JR東日本,三井物産およびアベリオ UK社では,2016(平成28)年11月に入札し,事業への参画に向けて受注活動に取り組んできたが,今回の受注通知を受け,イギリス運輸省と連携し,2017(平成29)12月からの本事業開始に向けて準備を進める.本事業の運営は列車運行会社「ウェストミッドランズトレインズ」が行なう予定.イギリスでは,民間企業が旅客鉄道運行事業の運営を担うフランチャイズ制度をとっており,地域ごとに分けられた各路線の運行事業者は,英国運輸省による入札によって決定される.
今回の事業は,ロンドンへの通勤路線,ロンドンからイングランド北西部の都市リバプールまでをつなぐ長距離路線,およびイングランド中西部にあるイギリス第2の都市,バーミンガムの都市圏輸送を担う.この事業運営にあたっては,イギリス運輸省から要請される新車両の導入による輸送力増強やロンドン・バーミンガム周辺の通勤混雑緩和,利用客への情報提供や輸送安定性の強化などのサービス品質向上の実現に向け取り組む.
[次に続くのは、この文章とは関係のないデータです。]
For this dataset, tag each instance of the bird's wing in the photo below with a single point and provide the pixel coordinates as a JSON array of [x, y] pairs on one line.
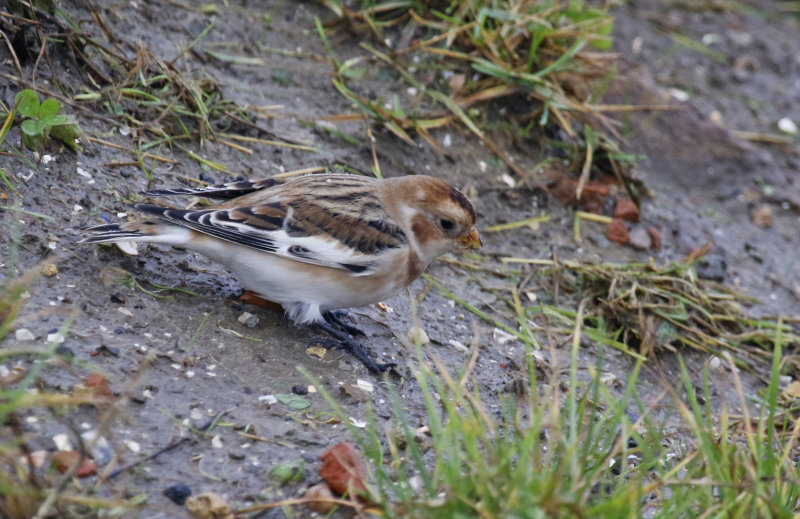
[[225, 191], [339, 224]]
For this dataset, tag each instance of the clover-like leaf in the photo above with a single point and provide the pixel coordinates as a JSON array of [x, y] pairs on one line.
[[33, 127], [49, 107], [28, 103]]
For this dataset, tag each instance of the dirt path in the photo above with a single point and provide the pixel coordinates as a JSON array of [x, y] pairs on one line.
[[186, 359]]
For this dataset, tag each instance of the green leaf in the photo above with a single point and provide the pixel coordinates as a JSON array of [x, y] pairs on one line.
[[67, 133], [293, 401], [49, 107], [28, 103], [54, 119], [33, 127], [288, 471]]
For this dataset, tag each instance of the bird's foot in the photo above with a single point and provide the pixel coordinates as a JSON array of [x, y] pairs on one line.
[[334, 318], [345, 342], [251, 298]]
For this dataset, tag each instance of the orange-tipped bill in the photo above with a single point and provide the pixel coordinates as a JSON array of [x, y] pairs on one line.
[[471, 240]]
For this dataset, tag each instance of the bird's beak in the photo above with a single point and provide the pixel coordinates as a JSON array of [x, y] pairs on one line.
[[471, 240]]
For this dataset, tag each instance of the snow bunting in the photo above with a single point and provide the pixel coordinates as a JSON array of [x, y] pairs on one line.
[[317, 243]]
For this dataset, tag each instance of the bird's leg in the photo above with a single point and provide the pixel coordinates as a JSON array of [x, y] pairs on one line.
[[334, 318], [345, 341]]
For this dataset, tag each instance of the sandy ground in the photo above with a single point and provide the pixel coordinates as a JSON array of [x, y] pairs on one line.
[[185, 359]]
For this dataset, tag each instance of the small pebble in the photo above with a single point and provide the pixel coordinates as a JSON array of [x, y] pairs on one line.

なお,この事業はJR東日本・三井物産の両社が,共同で海外鉄道事業の運営に取り組む初の案件であり,JR東日本が海外鉄道運行事業に参画する最初の案件でもある.JR東日本では,グループが持つ安全や運行品質に関する幅広いノウハウを本事業へ提供することを通じて,イギリスでの品質の高い鉄道運行実現に努めるとともに,海外の鉄道事業発展へのさらなる貢献を目指す.また,三井物産としてはイギリス・イーストアングリア(East Anglia)旅客鉄道運行事業に続き,同国内2路線目の旅客鉄道事業参画となる.